By Haddon Libby

We are two-thirds of the way through 2023 and returns for investors have been surprising good.  Where many economists and market pundits expected the economy to have slipped into recession by now, it continues to chug along despite higher interest rates, oil prices and inflation.  While many Americans struggle to pay the bills, the economy is holding up.  This is most evident in a job market where unemployment remains historically low.

Through the first eight months of the year, the S&P 500 is up 19%, the Dow 6% and Eurozone 15%.  The strength of the S&P 500 is largely due to the performance of a small handful of the largest stocks in the index.  The index is weighted by the market value of each company so megacap stocks represent nearly one-third of the index while the other 493 represent two-thirds of results.

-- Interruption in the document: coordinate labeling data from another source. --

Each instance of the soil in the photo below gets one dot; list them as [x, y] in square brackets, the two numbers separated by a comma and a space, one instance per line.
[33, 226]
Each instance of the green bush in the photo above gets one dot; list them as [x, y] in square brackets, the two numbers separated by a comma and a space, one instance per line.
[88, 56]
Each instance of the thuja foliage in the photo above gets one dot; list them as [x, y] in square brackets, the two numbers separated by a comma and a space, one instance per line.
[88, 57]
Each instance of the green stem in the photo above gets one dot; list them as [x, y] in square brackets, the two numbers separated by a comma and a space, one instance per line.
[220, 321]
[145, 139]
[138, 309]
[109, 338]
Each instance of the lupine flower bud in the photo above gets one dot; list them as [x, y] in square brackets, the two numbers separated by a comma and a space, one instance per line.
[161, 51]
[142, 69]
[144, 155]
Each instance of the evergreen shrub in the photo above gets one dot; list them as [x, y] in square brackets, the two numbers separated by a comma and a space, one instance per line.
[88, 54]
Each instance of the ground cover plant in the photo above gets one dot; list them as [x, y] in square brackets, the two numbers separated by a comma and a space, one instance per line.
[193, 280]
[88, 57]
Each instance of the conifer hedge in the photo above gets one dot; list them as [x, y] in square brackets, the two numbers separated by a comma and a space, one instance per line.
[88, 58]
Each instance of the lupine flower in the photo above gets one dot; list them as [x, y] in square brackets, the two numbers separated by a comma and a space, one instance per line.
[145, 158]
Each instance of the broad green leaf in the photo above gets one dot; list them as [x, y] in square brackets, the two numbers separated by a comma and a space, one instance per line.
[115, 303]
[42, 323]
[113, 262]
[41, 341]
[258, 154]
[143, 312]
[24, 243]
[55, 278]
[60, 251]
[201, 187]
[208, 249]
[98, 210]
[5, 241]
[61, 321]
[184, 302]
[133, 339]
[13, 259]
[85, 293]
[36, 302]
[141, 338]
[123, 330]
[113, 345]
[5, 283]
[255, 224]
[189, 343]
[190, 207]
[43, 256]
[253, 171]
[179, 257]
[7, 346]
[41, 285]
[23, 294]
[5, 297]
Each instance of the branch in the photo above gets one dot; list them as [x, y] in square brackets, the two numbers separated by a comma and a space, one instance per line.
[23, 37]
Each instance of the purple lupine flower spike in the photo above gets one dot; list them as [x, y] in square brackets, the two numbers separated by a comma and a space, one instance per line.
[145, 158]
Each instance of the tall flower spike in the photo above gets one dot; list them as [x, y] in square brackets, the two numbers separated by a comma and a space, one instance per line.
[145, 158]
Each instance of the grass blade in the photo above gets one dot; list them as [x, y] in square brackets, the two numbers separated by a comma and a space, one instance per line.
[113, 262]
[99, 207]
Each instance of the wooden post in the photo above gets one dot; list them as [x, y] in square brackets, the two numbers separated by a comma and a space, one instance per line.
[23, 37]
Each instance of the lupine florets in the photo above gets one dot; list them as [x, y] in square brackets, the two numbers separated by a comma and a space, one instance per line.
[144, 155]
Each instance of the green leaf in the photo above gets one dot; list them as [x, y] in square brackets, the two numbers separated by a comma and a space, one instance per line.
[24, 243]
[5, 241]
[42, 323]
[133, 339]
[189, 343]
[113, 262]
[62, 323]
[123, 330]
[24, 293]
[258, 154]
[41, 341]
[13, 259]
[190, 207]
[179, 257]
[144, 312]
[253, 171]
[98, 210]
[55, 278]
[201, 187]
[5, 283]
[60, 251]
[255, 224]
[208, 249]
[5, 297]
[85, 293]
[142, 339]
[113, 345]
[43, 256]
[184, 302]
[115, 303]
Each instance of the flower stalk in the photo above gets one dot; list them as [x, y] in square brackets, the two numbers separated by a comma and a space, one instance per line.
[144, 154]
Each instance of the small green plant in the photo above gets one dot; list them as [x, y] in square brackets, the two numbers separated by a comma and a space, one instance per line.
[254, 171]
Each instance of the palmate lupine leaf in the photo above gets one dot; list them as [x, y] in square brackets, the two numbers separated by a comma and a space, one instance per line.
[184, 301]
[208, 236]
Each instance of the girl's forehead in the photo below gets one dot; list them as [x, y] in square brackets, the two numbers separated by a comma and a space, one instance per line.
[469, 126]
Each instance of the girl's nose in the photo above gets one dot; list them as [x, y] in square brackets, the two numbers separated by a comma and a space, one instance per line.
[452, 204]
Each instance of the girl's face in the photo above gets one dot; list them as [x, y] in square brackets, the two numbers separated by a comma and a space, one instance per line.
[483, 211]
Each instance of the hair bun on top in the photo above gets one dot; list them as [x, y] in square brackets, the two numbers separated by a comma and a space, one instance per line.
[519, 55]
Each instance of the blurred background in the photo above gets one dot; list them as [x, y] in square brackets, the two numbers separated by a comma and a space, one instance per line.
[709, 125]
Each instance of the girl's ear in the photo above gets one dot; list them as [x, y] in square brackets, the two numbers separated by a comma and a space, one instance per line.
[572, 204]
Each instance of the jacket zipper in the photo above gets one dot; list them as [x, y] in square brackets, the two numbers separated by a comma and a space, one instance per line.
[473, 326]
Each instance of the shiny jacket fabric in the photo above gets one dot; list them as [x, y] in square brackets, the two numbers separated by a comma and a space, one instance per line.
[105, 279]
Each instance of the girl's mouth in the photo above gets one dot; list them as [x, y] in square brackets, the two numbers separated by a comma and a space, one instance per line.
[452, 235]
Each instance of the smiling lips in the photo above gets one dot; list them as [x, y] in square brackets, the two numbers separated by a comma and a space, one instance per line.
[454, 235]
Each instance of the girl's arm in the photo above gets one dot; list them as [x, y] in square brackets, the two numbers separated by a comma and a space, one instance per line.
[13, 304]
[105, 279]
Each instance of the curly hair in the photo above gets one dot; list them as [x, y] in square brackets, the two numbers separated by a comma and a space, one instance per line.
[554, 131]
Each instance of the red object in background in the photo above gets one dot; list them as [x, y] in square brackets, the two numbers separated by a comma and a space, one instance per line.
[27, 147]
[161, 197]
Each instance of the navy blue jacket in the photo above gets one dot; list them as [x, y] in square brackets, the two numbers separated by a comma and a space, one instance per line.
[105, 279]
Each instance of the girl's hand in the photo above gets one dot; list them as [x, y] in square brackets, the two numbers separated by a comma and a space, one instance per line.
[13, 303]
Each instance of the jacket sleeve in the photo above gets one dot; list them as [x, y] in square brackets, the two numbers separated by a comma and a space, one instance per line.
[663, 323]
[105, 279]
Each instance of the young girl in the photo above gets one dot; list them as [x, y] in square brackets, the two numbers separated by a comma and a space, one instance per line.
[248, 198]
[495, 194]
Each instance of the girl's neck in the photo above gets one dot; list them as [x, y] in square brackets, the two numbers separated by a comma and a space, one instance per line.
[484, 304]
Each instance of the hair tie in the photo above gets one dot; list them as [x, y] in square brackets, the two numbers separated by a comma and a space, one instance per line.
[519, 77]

The most valuable stock in the world – Apple – is up 45% this year.  Other megacaps are up significantly with Microsoft +38%, Amazon +64%, NVIDIA +232%, Google +53%, Meta (aka Facebook) +146% and Tesla +97%.


The technology sector is up 44% in 2023.  This largely reverses the declines of 2022.  NVIDIAs $40,000 generative artificial intelligence chip has invigorated the sector as this advance has the potential to change the way most of us live and work.  Investors see this as good for stock prices as businesses have the potential to become significantly more efficient (aka need fewer people).

The worst performing market sectors in 2023 is Utilities down -12%.  Other down sectors include Healthcare -2%, Real Estate and Consumer Staples (both down fractionally).  Higher interest rates impact utilities as these companies typically hold large amounts of debt which costs more as rates rise.  Lower profit margins when combined with increased weather events and lower office occupancy rates all weigh on this sector.  Healthcare continues to struggle as the industry suffers through lower post-COVID revenues while drug prices decline as more go generic.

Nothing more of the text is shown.